Кому приятно, если тебе возражают? Хотел было крикнуть княжич: «Славянский свет не кончается на полянах! Захотим – пойдем дальше: в родимичи, к кривичам на Ильмене. Земли эти не знают нашествий чужеземцев, смотришь, там и ждет нас благополучие». Но не успел. Кто-то силой пробивался сквозь толпу.
– Пустите к княжичу! Слышите! Пустите, должен ему что-то поведать.
Это был челядник Вепровой Зоринки. Сразу и не разобрал Богданко, тревога или радость затрубили в его сердце, когда узнал его.
– Пропустите его, – приказал вече и, когда челядник встал перед ним, спросил: – Что скажешь, вестник?
– А то и скажу: оставь, княжич, разговоры да иди за мной, бери желание свое, пока здесь, пока не ушло дымом.

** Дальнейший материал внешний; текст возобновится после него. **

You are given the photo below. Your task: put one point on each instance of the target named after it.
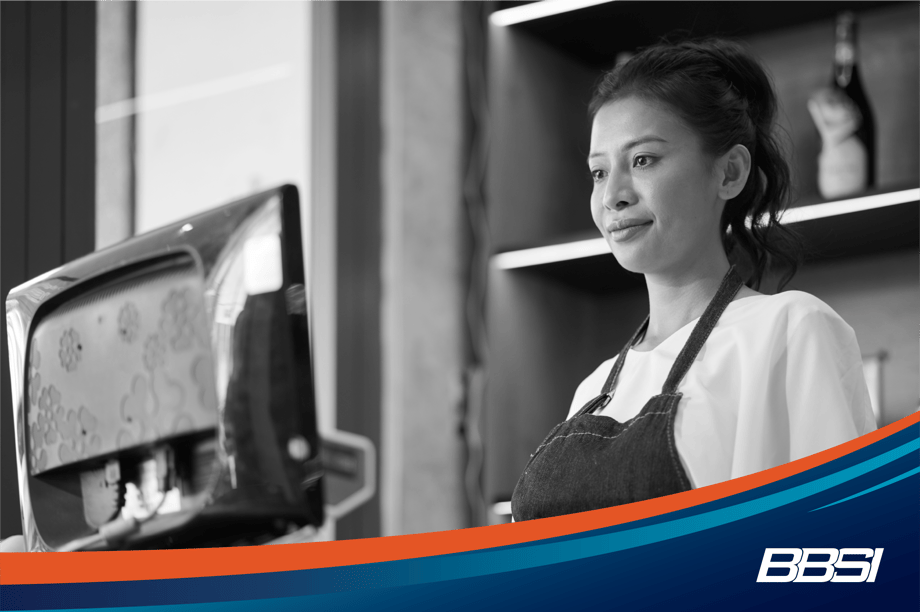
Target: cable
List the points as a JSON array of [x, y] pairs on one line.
[[113, 532]]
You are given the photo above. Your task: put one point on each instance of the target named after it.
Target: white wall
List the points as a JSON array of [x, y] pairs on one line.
[[224, 83]]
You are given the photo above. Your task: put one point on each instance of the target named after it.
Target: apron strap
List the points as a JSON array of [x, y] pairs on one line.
[[611, 382], [730, 286]]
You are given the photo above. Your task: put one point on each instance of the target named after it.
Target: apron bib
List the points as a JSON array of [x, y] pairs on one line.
[[590, 462]]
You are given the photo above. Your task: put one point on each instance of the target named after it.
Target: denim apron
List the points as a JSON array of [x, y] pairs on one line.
[[590, 462]]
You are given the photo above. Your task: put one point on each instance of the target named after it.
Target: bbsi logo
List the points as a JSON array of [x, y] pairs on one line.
[[825, 570]]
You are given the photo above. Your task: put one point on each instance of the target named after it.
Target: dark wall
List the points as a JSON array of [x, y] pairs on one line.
[[358, 227], [47, 166]]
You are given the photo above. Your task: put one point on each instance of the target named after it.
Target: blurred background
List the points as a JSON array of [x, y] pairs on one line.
[[457, 293]]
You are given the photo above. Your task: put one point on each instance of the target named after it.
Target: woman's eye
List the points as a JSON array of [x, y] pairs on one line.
[[641, 161]]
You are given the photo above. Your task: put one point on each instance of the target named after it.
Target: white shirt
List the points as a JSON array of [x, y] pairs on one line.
[[779, 378]]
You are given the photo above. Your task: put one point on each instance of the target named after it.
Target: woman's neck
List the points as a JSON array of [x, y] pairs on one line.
[[678, 298]]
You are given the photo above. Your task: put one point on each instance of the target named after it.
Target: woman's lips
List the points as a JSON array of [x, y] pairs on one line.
[[624, 229]]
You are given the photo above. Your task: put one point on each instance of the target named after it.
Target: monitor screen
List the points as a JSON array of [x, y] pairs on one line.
[[124, 364], [165, 383]]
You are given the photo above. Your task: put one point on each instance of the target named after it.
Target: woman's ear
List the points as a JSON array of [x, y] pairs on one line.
[[734, 169]]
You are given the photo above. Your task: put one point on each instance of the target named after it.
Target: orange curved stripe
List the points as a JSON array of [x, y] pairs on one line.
[[57, 568]]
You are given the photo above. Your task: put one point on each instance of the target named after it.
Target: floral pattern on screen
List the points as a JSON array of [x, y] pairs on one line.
[[134, 365]]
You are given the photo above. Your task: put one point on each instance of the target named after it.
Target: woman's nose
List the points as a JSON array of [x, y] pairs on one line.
[[618, 194]]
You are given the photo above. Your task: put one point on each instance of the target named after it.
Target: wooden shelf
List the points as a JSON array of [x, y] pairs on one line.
[[850, 234], [586, 34]]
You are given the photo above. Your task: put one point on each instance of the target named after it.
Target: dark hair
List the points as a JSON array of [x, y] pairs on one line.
[[721, 91]]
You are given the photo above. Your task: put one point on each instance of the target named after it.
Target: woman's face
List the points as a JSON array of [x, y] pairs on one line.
[[656, 198]]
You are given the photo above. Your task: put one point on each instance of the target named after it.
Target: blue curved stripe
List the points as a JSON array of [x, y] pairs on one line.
[[364, 583], [559, 552], [870, 489]]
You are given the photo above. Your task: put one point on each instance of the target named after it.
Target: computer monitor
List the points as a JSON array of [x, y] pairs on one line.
[[162, 387]]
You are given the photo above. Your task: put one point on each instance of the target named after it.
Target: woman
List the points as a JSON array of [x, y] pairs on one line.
[[720, 380]]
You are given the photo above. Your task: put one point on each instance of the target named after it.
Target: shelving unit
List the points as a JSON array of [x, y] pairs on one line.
[[558, 302]]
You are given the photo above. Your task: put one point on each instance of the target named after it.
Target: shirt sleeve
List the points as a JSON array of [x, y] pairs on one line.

– Постой. О ком речь, кого должен брать?
– Зоринку Вепрову… Уговорила меня, чтобы привез ее сюда, в табор, а пробиться сквозь толпу не может. Поэтому и засомневалась: не повернуть ли назад, раз так встречают? Должен был силой пробиваться к тебе: иди к ней, пока не передумала.
– Веди! – велел челяднику и не думал уже о том, что скажет вече, как посмотрит, что покинул вече ради девки. Обогнал челядника и сам стал прокладывать себе дорогу в толпе.

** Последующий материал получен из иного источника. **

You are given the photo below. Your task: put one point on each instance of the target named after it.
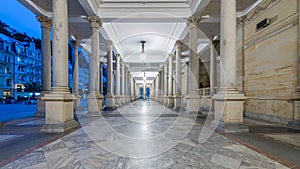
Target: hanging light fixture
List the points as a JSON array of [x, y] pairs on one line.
[[143, 55]]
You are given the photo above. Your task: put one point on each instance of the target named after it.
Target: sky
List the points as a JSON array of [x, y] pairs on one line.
[[20, 18]]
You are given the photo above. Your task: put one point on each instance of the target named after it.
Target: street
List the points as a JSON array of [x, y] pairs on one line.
[[16, 111]]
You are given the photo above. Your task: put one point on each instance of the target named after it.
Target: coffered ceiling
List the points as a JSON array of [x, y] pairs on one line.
[[128, 22]]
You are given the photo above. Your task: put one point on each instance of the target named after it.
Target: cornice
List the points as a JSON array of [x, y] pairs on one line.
[[259, 9]]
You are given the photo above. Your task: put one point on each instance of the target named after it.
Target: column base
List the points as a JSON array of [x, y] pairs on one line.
[[170, 101], [118, 100], [41, 105], [193, 103], [59, 128], [177, 102], [229, 107], [295, 124], [94, 103], [110, 102], [59, 112], [77, 102], [223, 127]]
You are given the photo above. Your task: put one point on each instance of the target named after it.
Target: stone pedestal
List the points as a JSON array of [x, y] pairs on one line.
[[110, 102], [41, 107], [295, 123], [229, 109], [94, 103], [59, 112], [77, 102], [170, 101], [118, 100], [178, 102], [193, 103]]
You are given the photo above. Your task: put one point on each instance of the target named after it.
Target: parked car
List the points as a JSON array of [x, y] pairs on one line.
[[9, 100], [31, 100]]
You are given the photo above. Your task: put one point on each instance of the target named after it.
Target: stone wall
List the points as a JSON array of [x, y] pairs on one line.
[[270, 59]]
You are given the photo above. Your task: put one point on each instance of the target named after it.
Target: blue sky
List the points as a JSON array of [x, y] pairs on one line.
[[20, 18]]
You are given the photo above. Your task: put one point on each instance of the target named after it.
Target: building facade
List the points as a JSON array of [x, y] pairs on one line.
[[20, 64]]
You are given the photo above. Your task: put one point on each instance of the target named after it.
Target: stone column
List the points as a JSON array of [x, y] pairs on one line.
[[118, 99], [177, 97], [101, 78], [46, 63], [59, 102], [165, 101], [170, 97], [127, 85], [110, 100], [295, 123], [75, 75], [157, 87], [228, 102], [131, 89], [212, 73], [193, 98], [94, 97], [123, 83]]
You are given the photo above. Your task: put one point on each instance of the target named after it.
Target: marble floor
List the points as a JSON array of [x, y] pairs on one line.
[[143, 135]]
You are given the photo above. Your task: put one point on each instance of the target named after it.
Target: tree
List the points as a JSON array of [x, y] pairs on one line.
[[32, 87]]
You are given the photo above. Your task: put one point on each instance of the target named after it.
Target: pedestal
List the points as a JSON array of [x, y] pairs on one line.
[[170, 101], [94, 103], [178, 102], [229, 108], [110, 102], [295, 123], [193, 103], [77, 102], [59, 113], [118, 100], [41, 107]]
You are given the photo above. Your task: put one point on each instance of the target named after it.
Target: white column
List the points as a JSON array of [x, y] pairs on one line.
[[110, 102], [101, 78], [193, 98], [123, 83], [75, 75], [157, 87], [212, 72], [94, 97], [118, 99], [228, 102], [295, 123], [170, 97], [59, 102], [165, 83], [178, 81], [46, 63]]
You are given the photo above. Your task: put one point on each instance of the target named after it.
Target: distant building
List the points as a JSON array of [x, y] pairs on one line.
[[20, 62]]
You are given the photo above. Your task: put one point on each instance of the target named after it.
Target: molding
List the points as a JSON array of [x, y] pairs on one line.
[[260, 8], [272, 30]]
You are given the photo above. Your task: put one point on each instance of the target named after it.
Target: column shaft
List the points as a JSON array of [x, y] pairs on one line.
[[46, 53], [178, 68], [60, 46], [118, 78], [212, 74]]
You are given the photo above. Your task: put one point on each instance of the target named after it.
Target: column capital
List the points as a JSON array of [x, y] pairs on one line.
[[178, 43], [109, 44], [95, 21], [193, 20], [118, 56], [45, 21], [75, 43]]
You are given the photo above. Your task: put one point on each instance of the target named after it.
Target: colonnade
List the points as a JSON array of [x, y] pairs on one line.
[[59, 102]]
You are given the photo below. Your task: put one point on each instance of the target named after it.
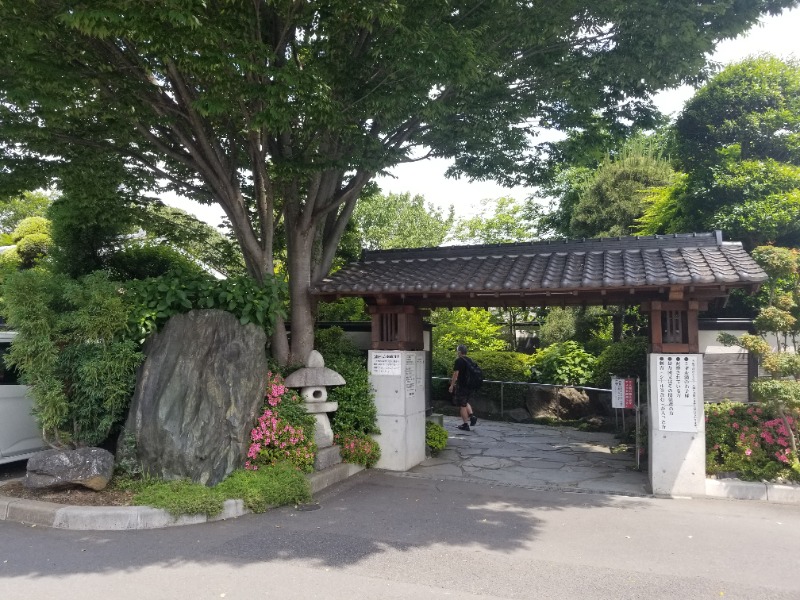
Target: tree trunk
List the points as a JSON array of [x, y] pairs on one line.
[[299, 250]]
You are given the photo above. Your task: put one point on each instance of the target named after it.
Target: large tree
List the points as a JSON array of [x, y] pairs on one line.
[[738, 143], [282, 111]]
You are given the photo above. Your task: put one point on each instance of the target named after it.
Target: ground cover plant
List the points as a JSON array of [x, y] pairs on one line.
[[355, 421], [750, 441], [273, 485], [435, 436]]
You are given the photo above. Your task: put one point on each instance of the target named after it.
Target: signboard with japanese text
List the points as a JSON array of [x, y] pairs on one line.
[[676, 382], [385, 363], [410, 377], [622, 392]]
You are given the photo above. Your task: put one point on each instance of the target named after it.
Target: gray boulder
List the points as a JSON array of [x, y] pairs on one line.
[[197, 392], [89, 467]]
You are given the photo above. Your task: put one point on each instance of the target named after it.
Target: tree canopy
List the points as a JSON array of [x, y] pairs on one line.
[[385, 221], [281, 112], [738, 143]]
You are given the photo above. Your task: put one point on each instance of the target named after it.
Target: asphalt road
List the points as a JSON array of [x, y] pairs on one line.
[[382, 535]]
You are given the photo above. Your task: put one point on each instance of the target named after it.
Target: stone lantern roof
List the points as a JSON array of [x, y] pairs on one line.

Увидел Зоринку в тесном кольце отроковиц. Девушка была испугана содеянным и в то же время казалась такой нежной, такой прекрасной, что у Богданки зашлось сердце и он на коленях застыл перед гостьей.

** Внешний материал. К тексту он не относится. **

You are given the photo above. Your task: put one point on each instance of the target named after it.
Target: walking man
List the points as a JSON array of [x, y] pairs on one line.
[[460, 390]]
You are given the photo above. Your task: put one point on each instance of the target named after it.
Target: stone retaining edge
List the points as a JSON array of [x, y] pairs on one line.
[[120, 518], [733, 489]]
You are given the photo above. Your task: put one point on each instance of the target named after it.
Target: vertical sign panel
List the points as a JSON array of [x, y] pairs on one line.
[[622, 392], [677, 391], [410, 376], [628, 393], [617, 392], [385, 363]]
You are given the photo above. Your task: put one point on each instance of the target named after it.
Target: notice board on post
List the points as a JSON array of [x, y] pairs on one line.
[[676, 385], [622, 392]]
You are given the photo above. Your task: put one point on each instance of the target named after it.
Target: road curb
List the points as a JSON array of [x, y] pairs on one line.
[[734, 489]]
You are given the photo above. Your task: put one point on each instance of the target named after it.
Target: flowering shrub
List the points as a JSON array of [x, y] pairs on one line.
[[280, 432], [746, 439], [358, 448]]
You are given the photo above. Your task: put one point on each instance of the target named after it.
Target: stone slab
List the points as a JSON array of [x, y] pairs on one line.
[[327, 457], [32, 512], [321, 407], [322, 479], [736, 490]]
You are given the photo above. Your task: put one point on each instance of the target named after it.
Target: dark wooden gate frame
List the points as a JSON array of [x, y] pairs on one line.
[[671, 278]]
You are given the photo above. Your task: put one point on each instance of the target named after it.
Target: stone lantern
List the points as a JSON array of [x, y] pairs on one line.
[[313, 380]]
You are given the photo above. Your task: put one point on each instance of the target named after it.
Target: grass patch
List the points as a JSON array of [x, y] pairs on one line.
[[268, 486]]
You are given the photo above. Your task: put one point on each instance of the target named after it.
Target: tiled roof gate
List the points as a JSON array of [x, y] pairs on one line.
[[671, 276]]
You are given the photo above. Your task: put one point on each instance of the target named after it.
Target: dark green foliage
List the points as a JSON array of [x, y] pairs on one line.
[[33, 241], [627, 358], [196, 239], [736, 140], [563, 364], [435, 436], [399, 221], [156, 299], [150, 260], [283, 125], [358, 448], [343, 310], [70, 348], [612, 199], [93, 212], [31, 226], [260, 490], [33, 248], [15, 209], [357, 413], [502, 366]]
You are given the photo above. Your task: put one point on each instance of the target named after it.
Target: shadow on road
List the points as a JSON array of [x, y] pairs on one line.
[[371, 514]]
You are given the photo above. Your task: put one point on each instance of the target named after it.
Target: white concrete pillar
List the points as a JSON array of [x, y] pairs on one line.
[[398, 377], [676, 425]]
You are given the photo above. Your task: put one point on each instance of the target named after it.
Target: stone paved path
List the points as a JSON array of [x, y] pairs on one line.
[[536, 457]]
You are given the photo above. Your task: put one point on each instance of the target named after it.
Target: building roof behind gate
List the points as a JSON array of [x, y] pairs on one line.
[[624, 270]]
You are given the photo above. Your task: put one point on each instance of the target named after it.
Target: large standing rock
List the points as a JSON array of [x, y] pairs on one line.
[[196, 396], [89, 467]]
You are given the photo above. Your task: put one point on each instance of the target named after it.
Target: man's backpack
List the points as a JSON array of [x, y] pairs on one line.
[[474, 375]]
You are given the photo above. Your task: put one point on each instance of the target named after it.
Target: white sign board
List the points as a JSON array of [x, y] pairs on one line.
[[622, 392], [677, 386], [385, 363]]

– Благодарю тебя, любовь моя, – поцеловал княжич подол ее одежды. – Благодарю за то, что прислушалась к голосу сердца своего и пришла на зов мой истосковавшийся.
– Как видишь, княжич. Преступила через обиды, боли сердечные, через мольбы матери и пришла. Если все то правда, что говорили послы твои…
– Правда, Зоринка. И не будем терять время. Пойдем на вече, и я скажу всем, кто ты для меня, кем будешь для меня в изгнании.
Зоринка засмущалась, когда проходили через толпу, однако и рада была, что все складывается как хотела. Даже приободрилась, когда поднялась на возвышение и предстала перед человеческим морем, которое заполонило Низинный Луг.
– Братья! – громко обратился Богданко к людям. – До сих пор делился с вами своими тревогами, сейчас хочу поделиться и радостью: не один иду с земли Тиверской, беру с собой и ладу свою, Зоринку из Веселого Дола. Знайте, не по воле жребия – по велению сердца идет со мной.
– Слава и почет! – радостно и громко приветствовало Зоринку и ее поступок вече. – Слава и почет!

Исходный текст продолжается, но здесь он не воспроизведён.